“Our main agenda is not to have an agenda”

I first had the pleasure of meeting the Intensive Interaction Practitioner Janet Gurney, from the UK charity ‘Us in a Bus’, when I attended a workshop she was delivering in Ireland last Spring. Before that I was vaguely familiar with Intensive Interaction from the Speech and Language therapists linked to our school. It had been suggested that I try this communication method with a low-functioning pupil with ASD, so I decided to become more skilled in the technique. Once Janet began to describe the communication intervention in detail, I immediately saw this as a means of building bridges with those children in our school who were at the earliest stages of communication and social development. It appeared to offer an opportunity to reach out to the most isolated of our pupils and construct a relationship built on trust, empathy, respect, and a desire to ‘speak their language’.

Five months later and we have had Janet visit Ireland again to train our whole staff in using Intensive Interaction.

In the busy environment of a Special Needs school we worry about meeting standards, covering the curriculum, measuring progress. We are all used to the role of ‘directing proceedings’, ‘leading the learning’, so to speak. Our day is filled with activities and methods to encourage communication. Yet much of this is pointless until students become interested enough in us to want to engage. Many of our pupils are so severely disabled that they appear to be locked in their own world, unable or uninterested in communicating with others. We would often reflect and ask ourselves the question ‘How do we reach in? Engage? Show we are ready to listen?’ Instead of worrying about teaching a ‘curriculum’ we might be better disposed intensively engaging with these children until we showed them that what they communicate IS meaningful, regardless of how subtle, unsophisticated or unintentional it may be.
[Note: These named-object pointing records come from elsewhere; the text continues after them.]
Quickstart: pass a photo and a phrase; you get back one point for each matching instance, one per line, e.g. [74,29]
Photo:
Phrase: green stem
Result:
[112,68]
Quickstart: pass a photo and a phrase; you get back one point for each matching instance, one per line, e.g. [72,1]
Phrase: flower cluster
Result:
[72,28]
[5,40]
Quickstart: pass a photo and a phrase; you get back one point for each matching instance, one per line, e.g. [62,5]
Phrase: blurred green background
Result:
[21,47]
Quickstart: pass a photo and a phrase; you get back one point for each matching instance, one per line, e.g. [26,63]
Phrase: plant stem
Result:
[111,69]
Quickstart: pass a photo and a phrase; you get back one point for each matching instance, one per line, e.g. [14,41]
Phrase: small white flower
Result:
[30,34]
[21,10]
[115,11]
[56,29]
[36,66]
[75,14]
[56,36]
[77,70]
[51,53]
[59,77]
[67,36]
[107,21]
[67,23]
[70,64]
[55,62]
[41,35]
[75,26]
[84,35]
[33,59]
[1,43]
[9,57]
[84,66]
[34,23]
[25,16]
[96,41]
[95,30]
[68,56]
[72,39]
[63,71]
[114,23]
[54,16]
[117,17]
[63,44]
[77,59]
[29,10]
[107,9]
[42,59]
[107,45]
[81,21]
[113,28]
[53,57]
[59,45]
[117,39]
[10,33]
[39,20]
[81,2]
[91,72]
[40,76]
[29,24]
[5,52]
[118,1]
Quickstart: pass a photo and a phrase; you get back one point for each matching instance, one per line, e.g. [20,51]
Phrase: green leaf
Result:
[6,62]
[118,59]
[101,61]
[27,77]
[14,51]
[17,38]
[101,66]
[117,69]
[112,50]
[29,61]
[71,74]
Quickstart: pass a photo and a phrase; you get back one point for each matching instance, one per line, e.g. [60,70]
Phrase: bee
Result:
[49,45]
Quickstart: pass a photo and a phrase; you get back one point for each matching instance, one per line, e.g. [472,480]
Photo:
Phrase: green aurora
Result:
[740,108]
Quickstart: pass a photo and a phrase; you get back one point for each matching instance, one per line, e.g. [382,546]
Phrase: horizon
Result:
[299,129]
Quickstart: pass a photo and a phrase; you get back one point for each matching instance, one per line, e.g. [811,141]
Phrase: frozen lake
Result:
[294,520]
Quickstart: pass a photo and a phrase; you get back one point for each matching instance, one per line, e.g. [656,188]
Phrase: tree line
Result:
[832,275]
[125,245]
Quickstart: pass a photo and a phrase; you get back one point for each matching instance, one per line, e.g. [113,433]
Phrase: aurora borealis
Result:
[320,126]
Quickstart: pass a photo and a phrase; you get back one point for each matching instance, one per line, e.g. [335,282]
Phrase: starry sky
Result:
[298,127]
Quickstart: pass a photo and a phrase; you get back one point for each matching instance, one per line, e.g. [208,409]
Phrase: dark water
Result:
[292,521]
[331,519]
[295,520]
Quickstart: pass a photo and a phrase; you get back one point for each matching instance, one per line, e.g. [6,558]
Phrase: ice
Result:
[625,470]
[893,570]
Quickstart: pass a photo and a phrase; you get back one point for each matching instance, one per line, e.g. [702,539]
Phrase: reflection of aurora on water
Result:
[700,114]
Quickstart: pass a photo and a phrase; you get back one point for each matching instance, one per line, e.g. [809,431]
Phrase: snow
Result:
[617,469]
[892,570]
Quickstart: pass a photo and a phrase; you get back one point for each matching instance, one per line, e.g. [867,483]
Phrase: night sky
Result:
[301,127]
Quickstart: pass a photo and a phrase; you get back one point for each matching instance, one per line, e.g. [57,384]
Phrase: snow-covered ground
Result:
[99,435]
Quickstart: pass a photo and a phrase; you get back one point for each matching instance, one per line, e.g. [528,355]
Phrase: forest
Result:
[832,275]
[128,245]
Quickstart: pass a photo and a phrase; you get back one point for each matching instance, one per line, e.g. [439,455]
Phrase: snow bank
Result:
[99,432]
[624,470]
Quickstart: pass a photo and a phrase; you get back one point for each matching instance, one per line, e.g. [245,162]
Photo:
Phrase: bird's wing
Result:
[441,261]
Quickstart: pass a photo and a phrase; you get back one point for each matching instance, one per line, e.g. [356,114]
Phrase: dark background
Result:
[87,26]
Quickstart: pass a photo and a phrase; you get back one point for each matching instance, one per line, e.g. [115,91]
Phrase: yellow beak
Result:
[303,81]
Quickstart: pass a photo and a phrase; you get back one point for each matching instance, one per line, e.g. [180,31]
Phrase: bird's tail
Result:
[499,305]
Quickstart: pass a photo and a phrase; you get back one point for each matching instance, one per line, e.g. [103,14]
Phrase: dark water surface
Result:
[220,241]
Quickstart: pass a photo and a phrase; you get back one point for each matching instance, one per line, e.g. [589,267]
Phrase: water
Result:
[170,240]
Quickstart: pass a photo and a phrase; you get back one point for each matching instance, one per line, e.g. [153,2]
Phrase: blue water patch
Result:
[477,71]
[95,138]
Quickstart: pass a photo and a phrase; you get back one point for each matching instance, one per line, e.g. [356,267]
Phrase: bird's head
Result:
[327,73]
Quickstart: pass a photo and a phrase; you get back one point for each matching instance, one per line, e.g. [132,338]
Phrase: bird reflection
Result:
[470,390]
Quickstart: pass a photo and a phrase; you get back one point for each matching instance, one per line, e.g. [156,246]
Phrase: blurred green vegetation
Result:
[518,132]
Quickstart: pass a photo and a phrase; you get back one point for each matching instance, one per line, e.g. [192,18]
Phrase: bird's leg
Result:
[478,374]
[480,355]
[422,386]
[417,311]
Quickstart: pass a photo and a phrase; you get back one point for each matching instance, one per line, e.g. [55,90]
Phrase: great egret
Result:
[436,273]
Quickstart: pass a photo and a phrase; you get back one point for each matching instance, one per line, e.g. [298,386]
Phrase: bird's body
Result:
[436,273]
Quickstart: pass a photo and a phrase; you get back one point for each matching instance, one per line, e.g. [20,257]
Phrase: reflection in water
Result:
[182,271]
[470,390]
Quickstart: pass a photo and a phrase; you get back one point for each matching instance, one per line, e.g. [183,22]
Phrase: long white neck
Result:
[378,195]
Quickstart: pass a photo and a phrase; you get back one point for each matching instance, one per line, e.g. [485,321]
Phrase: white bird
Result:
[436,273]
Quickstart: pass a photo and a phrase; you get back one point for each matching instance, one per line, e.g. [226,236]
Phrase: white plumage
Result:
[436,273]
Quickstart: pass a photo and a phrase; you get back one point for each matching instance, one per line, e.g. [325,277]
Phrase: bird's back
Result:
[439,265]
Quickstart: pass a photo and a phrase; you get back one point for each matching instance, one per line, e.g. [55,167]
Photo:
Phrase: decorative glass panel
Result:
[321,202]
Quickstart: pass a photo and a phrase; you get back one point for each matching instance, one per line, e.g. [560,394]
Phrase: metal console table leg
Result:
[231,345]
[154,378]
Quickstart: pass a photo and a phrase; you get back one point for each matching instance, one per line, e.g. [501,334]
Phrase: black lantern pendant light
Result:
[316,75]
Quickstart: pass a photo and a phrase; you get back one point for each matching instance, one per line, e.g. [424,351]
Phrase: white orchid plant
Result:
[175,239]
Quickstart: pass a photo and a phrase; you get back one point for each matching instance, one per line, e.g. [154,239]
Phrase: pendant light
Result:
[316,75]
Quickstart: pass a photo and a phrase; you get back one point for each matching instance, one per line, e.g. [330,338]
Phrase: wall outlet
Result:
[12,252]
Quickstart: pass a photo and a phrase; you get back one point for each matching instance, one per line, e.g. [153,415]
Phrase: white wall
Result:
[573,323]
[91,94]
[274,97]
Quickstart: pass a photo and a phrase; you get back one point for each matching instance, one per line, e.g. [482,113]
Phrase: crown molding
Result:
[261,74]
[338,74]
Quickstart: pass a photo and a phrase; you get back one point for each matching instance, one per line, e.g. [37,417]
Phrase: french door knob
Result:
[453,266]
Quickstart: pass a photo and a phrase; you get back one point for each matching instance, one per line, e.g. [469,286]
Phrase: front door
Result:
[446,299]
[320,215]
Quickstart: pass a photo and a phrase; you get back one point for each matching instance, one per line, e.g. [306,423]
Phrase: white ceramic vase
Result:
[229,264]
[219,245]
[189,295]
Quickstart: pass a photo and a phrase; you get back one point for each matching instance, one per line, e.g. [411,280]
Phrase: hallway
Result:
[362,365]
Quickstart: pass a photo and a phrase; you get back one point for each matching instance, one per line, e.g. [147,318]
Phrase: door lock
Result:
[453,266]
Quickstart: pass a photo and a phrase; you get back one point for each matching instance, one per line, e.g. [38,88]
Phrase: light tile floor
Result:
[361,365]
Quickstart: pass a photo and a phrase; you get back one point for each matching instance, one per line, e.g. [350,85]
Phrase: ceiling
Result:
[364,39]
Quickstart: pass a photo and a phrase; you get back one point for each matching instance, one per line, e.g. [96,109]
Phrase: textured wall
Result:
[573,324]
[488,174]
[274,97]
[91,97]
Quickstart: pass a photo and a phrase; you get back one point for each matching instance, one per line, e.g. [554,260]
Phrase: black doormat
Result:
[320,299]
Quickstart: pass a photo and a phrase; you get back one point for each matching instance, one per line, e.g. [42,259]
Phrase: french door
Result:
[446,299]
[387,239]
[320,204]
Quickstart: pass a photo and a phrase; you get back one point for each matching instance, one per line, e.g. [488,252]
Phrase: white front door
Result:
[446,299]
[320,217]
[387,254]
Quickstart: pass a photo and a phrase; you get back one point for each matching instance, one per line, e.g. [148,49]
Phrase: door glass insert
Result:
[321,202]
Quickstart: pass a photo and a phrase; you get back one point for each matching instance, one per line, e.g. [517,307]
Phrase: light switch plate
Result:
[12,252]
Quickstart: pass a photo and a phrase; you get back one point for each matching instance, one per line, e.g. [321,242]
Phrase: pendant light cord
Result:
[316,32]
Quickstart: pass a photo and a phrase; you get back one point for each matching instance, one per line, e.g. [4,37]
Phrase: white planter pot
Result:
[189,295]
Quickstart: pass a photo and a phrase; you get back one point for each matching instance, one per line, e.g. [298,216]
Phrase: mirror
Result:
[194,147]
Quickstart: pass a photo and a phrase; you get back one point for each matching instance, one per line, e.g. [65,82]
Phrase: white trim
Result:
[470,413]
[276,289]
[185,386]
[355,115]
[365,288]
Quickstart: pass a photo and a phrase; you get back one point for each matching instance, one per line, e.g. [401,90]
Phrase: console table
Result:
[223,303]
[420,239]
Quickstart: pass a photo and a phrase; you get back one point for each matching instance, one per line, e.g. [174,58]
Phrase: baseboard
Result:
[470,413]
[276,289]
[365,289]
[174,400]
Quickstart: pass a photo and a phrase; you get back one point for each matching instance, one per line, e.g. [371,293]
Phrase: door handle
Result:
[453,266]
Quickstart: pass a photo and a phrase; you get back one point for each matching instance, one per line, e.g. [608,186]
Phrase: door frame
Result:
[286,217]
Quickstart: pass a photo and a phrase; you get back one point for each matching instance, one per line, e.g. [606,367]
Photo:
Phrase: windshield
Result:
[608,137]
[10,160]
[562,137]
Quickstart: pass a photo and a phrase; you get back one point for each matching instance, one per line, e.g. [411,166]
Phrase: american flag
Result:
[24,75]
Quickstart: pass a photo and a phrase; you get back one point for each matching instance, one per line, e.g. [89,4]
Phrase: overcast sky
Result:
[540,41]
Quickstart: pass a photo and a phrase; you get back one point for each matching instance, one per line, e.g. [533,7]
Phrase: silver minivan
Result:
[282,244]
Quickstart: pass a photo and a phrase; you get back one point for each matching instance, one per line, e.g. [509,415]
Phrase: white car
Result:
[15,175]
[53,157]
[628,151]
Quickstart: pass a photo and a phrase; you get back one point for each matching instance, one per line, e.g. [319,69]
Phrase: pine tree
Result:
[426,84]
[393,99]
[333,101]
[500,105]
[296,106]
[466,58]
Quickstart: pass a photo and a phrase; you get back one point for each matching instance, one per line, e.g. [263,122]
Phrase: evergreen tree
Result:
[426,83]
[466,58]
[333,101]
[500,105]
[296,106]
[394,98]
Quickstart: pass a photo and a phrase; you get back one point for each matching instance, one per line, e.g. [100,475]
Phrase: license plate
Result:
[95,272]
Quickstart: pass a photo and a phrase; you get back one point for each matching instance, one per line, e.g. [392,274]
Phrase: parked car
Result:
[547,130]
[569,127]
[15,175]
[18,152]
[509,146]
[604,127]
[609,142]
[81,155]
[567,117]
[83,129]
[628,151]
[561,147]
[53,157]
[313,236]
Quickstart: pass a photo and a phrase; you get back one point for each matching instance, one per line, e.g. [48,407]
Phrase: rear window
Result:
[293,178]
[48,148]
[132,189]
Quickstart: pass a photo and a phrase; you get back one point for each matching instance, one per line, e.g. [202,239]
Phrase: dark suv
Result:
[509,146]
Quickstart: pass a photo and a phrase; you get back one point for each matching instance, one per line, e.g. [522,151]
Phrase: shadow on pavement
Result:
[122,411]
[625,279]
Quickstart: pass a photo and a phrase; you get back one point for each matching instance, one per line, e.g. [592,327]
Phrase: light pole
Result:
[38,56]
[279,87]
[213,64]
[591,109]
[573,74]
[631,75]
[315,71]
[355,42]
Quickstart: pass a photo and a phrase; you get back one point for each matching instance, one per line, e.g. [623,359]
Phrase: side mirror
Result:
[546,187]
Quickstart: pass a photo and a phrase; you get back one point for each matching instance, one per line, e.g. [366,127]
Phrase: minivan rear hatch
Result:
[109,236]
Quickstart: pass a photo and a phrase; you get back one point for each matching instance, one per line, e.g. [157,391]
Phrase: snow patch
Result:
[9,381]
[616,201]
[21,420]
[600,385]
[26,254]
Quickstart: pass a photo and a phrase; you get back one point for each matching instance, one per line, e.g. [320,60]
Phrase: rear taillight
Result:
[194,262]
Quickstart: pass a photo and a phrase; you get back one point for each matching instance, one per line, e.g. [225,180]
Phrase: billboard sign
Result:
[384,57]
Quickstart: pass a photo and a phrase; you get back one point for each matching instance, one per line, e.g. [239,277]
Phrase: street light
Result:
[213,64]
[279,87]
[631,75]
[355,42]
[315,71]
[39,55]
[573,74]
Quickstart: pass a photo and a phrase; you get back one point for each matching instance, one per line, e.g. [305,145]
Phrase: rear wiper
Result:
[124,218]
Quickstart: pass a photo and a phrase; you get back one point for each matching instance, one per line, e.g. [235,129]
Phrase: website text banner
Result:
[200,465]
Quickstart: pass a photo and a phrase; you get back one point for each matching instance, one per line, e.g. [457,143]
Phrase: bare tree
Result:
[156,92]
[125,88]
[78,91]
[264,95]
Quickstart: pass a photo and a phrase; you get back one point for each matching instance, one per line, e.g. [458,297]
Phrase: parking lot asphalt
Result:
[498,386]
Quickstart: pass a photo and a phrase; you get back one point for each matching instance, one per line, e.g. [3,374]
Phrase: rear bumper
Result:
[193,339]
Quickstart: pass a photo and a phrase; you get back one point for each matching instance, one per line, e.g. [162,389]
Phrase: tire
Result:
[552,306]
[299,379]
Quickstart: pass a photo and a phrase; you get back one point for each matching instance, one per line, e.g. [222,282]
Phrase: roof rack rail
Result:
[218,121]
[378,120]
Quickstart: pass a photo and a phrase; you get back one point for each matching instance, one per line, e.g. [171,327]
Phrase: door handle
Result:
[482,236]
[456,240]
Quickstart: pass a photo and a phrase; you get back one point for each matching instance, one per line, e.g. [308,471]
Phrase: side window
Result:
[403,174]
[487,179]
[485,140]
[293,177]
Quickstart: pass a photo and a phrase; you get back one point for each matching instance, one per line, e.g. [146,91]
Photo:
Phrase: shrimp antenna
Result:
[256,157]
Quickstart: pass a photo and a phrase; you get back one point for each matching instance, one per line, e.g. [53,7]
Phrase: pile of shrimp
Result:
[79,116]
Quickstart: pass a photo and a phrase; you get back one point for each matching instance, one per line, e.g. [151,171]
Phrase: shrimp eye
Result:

Many of these children have spent their whole lives in a state of having things done to them. And, conversely, we have spent all our time directing them, rather than interacting with them. As Janet insisted, the greatest resource for any child is an interested and compassionate member of staff. She explained that we would need to look for quiet, intimate times during the busy school day to find ‘windows of opportunity’ to celebrate any communication, however small. We were advised that it is pleasure and enjoyment that builds relationships. Therefore, a good starting point would be to shed all expectations and simply learn to enjoy space with another human being.

At the heart of intensive interaction is a belief that once one individual is interacting with another then, yes, social engagement is happening. By the end of our whole-school training day, the excitement was palpable amongst the staff. It was clear this idea made sense to every person attending, as what Janet described was familiar to us all. She had described situations that we daily found ourselves in yet we didn’t know that what we were doing had a name. This workshop gave us clarity about our aims and how to achieve them. Now we couldn’t wait to get started.

Getting to know each child and observing how they behave is an excellent starting point. Priority was given to our severe/profound class, simply because they are the children we most often ‘don’t know what to do with’. Phoebe Caldwell suggests we should get the child’s attention by whatever means necessary, though not by leading them, but by them leading us. We need to follow the conventions of normal conversation such as turn taking, pausing, reciprocity, imitation, and so forth. How intensive interaction is practiced in our school is determined on a case to case basis. While some children are brought to an environment free from distractions and noise, other interactions are more spontaneous and are often sparked by moments of intimacy between two people, such as sitting side by side on a beanbag, or during moments of personal care.

Our main agenda is not to have an agenda. Pleasure and enjoyment is what we are after. It is a celebration of communication, in the hope of leading to joint attention and social interaction. We want these children to know that their movements, sounds and actions have meaning. We want intensive interaction to be a holistic communication tool that can enhance the wellbeing of the child involved. It is a technique that has brought hope to the staff in our school who work with children on the severe to profound disability range. The wonderful thing about Intensive Interaction is that it is concerned with that most human of all qualities…the desire and the ability to communicate with another human being. It is early days yet, but we are excited about the future. Really we don’t believe it will be that difficult with a little patience, persistence and time. And of course, will.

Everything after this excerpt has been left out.